But well, in the question there is also completeness. It asks the same thing as the reply answers. So?


----------



## gvozd

punctuate said:


> But well, in the question there is also completeness. It asks the same thing. So?



Простите, я не понимаю, что вы спрашиваете. Продублируйте на русском, если не тяжело.


----------



## punctuate

Хорошо, но в вопросе тоже завершённость. Он спрашивает о том же самом [, о чём речь идёт в ответе]. Итак?


----------



## Maroseika

_*Moderatorial:

Dear foreros,

Please do not forget in your discussion about the topic question and the topic starter. Discussion should  center on the phrase in the thread title. Reasoning should be aimed at elucidation of the difficult topic issue and carry on the language deliberately known to the topic starter.*_


----------



## Jervoltage

Thank you all very much.
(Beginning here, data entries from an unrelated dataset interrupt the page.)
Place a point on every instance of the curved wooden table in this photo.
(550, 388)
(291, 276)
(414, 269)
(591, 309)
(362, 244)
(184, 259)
I think all this information will take some time to digest!


----------



## Ben Jamin

Jervoltage said:


> Hi,
> 
> Я должен был рассказать милиционеру обо всём, что видел.
> I had to tell the police officer everything I saw.
> 
> Please, why is the imperfective видел (and not the perfective увидел) used in the sentence above, even though the action of seeing was not continuing any more?
> 
> Many thanks.


Скажите мне, что вы *видели*, сказал милиционер.
Tell me what you saw, said the policeman. = Tell me everything you saw in the time you were observig the man.
The answer can be: He was sitting and reading a newspaper, then he stood up to greet a newcomer, then they began to talk ....

Скажите мне ещё раз, что вы *увидели *когда он встал , сказал милиционер.
Tell me once again what you saw when he got up, said the policeman.
The answer can be: "Then I saw suddenly a gun hidden under his jacket."


----------



## Jervoltage

Thank you so much!


----------